First Impressions: The Roots, “… and Then You Shoot Your Cousin”

rootsThe following is not intended as anything more or less than a quick set of first impressions– well, impressions of after my fourth listen, but it’s an odd and dense record– posted to Facebook this morning. I’m still unravelling the different threads of the record, but am concerned that it’s being too quickly dismissed as somber, bleak, or even slight, rather than engaged for the deeply mysterious and compelling work that I believe it to be.

A funny thing happened to The Roots on their way to semi-retirement. After getting off the road and settling into a cushy gig as Jimmy Fallon’s house band, they’ve suddenly become exponentially more prolific than they ever were before– no small thing for a working band like The Roots. By ?uestlove’s own reckoning they now write hundreds of new songs every week; have collaborated on-stage with everyone from Springsteen to Randy Newman, and on-record with Betty Wright, Booker T. Jones, and Elvis Costello; and yes: Have now released three proper, post-Fallon Roots joints that have effectively redefined who The Roots are as a recording unit (not least because none of these albums actually seem to feature the full Roots lineup, making it seem as though the Roots brand is really just a vehicle for ?uestlove’s flights of fancy).

Ironically, regularly displaying their sense of humor on ‘Fallon’ seems to be making The Roots more gravely serious on record; their increasingly prolific nature, meanwhile, has been tempered somewhat by much shorter albums– all of them with strong conceptual thrusts, tackling middle age, the corrosive effects of capitalism, and the fractured nature of hip-hop as a culture.

New album …And Then You Shoot Your Cousin is the shortest one yet, at barely over half an hour; it’s also the bleakest, a brutal and biting satire of a culture in love with violence and completely given over to the basest drives of capitalism. ?uestlove has suggested that the record is intended as a comment on hip-hop culture– and the deeply referential lyrics, which pick up on thoughts by everyone from KRS-One to Jay Z, certainly bear this out– but to approach this record as a tourist would be to do it and yourself a disservice: We’d be fools to think this same seed of self-preserving bloodlust isn’t carried somewhere in each one of our bruised and battered human hearts—watered not by hate but by fear.

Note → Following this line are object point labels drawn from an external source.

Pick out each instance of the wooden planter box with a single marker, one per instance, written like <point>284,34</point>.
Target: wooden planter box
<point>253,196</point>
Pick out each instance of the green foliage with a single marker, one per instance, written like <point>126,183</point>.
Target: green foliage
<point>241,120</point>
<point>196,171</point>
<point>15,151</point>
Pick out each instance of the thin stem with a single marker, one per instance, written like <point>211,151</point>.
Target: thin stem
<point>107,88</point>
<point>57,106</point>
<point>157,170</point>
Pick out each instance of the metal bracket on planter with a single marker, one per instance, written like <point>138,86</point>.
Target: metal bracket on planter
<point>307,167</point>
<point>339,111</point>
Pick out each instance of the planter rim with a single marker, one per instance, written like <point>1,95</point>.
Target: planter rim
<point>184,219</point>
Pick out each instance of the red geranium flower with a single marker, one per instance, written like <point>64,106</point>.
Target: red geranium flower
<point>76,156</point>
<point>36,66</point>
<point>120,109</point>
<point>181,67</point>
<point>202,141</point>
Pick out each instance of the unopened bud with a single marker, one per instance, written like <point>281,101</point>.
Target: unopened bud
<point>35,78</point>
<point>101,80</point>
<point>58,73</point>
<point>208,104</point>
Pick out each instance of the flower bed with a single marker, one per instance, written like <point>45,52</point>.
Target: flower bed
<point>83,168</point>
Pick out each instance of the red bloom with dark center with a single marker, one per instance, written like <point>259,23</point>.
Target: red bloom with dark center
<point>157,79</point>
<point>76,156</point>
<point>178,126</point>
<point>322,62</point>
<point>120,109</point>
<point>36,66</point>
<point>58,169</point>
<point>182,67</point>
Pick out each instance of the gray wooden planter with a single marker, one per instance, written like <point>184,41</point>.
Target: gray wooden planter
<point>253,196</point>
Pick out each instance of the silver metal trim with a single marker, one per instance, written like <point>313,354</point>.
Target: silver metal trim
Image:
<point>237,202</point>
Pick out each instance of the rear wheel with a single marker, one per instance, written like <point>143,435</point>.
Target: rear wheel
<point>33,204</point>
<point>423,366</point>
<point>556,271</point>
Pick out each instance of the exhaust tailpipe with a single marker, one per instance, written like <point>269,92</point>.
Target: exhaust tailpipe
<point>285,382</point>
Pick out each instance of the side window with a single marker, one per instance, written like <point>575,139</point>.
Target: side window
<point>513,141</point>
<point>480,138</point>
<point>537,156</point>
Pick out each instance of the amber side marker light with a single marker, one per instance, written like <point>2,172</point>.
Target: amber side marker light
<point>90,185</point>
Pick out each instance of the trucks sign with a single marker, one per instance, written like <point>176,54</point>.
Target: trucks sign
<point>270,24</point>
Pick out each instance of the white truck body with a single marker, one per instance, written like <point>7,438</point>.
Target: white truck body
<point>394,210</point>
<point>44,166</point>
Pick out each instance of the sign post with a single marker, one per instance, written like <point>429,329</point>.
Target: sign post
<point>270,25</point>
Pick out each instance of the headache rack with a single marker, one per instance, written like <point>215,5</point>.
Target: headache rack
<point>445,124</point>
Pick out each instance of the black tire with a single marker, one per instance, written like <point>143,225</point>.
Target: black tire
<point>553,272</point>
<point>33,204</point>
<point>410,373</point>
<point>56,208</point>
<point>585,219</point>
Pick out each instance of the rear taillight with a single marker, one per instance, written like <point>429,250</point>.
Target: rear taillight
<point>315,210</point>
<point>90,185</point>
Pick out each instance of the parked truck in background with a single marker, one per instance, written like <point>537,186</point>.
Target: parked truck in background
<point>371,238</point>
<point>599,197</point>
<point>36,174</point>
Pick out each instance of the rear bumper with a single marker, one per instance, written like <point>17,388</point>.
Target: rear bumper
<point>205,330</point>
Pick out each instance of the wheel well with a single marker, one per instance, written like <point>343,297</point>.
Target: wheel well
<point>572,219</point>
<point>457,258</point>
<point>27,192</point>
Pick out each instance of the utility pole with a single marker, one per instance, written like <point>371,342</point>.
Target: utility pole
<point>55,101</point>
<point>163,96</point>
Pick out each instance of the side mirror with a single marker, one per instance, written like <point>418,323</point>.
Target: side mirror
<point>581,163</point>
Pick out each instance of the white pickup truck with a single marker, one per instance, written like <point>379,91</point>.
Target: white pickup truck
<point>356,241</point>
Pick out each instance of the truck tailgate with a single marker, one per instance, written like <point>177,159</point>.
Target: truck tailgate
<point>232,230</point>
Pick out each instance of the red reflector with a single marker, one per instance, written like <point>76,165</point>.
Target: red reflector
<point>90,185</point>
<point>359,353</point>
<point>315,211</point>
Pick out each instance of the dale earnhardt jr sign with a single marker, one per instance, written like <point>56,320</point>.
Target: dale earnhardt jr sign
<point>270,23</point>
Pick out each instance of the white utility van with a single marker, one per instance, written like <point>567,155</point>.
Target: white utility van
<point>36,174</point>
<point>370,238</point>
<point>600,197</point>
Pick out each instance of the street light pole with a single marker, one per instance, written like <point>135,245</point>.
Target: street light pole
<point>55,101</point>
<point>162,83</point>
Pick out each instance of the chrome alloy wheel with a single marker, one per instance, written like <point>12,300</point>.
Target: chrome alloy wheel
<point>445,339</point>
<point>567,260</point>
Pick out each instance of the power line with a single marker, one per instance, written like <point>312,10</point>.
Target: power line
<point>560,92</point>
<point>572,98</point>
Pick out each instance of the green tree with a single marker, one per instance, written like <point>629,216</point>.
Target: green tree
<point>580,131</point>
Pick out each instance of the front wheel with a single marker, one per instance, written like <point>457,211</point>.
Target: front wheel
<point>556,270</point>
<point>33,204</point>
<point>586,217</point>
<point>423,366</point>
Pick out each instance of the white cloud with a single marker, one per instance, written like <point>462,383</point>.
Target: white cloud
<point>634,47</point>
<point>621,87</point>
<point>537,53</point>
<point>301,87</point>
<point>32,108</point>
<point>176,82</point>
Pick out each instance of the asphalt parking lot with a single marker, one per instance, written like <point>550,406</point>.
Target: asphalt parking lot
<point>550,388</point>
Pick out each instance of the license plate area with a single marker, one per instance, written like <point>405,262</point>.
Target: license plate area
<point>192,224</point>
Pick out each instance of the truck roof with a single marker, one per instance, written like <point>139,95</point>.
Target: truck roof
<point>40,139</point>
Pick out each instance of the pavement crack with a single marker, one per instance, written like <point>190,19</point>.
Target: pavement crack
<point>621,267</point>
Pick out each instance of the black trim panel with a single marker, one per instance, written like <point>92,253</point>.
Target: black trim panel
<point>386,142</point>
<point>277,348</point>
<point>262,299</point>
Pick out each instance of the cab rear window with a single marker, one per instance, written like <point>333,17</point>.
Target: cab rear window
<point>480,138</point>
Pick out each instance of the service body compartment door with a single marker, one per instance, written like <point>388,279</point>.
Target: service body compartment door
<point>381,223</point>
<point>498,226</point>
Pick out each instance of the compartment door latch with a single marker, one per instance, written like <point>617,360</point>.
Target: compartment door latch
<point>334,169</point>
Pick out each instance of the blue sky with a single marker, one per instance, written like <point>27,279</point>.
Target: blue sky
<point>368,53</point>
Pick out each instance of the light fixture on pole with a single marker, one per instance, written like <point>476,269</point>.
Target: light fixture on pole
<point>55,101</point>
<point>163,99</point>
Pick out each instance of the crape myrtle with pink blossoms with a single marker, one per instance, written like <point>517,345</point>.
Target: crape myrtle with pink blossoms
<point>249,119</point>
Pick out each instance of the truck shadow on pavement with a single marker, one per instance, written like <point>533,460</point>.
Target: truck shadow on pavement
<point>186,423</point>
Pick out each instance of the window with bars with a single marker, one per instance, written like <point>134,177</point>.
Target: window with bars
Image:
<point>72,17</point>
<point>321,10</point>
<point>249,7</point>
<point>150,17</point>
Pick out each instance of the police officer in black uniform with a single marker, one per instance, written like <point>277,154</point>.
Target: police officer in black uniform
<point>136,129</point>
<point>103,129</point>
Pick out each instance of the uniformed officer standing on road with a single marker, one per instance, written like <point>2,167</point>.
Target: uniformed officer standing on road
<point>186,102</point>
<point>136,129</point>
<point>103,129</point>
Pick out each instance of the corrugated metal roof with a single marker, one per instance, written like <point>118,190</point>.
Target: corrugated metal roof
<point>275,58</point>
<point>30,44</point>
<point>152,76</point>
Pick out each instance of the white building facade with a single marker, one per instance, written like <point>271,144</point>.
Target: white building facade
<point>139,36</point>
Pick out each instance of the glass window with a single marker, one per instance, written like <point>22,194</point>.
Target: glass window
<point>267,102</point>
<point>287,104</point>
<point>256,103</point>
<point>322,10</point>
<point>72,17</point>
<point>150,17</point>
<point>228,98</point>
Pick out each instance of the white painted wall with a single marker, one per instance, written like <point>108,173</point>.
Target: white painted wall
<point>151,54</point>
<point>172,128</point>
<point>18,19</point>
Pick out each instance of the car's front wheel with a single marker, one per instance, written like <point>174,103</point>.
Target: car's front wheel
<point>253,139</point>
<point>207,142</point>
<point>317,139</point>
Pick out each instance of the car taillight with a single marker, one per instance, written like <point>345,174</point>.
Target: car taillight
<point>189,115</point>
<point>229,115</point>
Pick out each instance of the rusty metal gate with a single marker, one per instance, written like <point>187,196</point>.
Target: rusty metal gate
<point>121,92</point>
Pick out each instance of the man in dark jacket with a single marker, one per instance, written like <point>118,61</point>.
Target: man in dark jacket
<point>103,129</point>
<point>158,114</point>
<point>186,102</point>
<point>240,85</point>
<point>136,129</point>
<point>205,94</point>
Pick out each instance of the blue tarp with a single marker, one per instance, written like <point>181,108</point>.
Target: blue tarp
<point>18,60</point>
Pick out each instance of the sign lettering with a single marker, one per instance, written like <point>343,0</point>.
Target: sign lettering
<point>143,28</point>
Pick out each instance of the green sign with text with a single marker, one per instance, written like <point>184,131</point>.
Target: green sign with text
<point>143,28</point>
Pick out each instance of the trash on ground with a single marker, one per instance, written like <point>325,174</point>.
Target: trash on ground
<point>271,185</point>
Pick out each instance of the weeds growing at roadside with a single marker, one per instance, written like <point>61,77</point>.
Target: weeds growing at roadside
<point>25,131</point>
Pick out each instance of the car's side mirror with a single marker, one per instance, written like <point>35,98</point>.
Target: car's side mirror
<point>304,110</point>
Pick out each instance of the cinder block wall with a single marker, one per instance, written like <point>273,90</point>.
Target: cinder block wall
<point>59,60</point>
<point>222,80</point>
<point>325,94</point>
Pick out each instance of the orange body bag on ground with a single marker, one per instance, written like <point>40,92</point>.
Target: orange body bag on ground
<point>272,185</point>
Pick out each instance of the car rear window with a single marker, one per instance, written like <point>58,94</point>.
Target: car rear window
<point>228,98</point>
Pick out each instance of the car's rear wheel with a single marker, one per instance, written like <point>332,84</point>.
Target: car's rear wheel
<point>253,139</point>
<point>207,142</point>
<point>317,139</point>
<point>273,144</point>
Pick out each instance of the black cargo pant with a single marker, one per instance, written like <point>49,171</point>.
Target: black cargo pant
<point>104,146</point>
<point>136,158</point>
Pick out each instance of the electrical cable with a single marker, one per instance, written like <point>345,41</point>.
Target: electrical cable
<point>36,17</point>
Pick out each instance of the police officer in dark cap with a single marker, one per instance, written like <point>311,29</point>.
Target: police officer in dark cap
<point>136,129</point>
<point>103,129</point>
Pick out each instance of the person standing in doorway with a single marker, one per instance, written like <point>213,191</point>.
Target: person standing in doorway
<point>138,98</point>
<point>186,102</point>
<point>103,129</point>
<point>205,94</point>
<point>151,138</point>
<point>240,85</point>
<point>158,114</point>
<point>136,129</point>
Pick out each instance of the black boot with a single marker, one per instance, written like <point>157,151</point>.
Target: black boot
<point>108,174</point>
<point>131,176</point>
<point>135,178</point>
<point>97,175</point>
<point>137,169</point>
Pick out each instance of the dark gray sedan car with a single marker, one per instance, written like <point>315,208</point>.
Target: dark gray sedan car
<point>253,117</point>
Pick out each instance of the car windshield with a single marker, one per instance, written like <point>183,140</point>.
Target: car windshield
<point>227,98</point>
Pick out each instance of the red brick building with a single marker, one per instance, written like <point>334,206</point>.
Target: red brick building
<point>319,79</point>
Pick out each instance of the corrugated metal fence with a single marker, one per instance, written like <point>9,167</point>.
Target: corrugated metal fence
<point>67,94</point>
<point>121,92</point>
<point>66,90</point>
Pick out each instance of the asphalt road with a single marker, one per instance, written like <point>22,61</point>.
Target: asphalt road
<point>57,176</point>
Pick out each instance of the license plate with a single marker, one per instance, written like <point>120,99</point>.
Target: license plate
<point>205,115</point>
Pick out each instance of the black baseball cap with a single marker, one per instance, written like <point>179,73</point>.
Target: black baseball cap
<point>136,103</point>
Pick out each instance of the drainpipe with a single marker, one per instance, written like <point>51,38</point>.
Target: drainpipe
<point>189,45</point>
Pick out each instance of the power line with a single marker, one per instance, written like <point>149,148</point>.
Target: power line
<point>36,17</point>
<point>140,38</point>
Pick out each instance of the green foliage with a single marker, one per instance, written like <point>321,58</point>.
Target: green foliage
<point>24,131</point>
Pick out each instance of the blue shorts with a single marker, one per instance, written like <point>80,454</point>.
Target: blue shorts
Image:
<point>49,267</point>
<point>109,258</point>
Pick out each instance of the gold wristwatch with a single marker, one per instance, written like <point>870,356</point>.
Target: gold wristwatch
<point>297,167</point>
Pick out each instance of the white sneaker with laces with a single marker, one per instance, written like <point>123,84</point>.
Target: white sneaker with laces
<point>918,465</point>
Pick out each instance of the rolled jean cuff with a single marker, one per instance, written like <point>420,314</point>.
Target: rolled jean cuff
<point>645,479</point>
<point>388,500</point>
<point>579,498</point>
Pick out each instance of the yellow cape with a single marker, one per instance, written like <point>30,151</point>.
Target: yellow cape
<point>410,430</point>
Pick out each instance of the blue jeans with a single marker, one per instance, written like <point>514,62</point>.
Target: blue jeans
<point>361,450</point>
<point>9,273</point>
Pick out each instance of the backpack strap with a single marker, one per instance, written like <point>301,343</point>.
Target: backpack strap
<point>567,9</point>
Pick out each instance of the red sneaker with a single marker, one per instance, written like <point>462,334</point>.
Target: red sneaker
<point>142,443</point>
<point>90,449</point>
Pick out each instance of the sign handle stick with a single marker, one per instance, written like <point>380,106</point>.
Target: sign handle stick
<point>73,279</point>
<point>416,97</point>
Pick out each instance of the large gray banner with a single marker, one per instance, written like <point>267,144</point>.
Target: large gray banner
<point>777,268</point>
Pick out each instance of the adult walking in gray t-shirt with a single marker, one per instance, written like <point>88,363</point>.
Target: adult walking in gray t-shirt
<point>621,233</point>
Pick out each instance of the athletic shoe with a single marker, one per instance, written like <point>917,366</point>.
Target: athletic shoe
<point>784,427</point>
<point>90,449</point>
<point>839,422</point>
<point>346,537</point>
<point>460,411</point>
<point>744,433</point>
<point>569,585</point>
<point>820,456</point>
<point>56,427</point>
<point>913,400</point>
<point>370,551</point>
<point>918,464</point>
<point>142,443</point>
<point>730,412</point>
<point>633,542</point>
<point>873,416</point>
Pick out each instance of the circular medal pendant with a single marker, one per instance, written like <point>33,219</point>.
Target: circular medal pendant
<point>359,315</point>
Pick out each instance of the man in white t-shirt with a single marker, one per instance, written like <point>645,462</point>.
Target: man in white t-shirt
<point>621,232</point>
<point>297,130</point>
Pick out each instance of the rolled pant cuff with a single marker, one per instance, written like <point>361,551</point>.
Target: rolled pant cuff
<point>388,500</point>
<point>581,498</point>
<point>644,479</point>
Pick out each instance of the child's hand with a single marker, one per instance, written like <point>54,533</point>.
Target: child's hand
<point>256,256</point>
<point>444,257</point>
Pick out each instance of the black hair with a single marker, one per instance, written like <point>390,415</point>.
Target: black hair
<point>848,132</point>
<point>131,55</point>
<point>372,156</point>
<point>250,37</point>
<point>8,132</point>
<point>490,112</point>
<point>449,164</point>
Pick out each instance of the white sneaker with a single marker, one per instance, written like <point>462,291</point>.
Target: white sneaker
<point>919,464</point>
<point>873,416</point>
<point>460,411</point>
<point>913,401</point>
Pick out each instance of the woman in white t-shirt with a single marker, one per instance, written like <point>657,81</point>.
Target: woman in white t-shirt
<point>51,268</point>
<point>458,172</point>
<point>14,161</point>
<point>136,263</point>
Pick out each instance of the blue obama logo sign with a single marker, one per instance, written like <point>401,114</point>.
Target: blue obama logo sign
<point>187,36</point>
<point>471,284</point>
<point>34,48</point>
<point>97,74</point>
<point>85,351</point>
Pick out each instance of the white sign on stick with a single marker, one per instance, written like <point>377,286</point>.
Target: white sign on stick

This is also their most their weirdest album—they’ve outpaced Kanye in the art-rap department, stripping away most recognizable elements of funk and instead going back to jazz and 40s and 50s pop and looking ahead into avant classical music, weaving instrumentals, snippets, and full-fledged Roots songs into an intentionally disjointed, postmodern hip-hop operetta. (Hop-hiperetta?)

It’s some weird shit, is what I’m trying to say, with weighty concerns: Violence, misogyny, and greed are offered up as the dehumanizing fruit of hip-hop culture—indeed, of an American culture now marked more by dreams deferred than by dreams brought to realization. (All of this makes the whistled, sunshiney closer, “Tomorrow,” seem like a coda so bitterly ironic that even their new pal Randy Newman might think it too dark.)

You could say the album is too brief, but—like A Love Supreme—its sheer intensity might make anything more than 30 minutes all but unbearable. You could also say they’ve become far too serious, and maybe you’re on to something—but right now it seems as though this is the message they’ve been given, the voice with which to deliver it. Best to stand back and let these dear hip-hop journeymen testify—because as brutal as this all can be, there’s something undeniably exhilarating about hearing a veteran band like this go so far out—while looking so far in—and conjuring a record as brave and uncompromising as this one.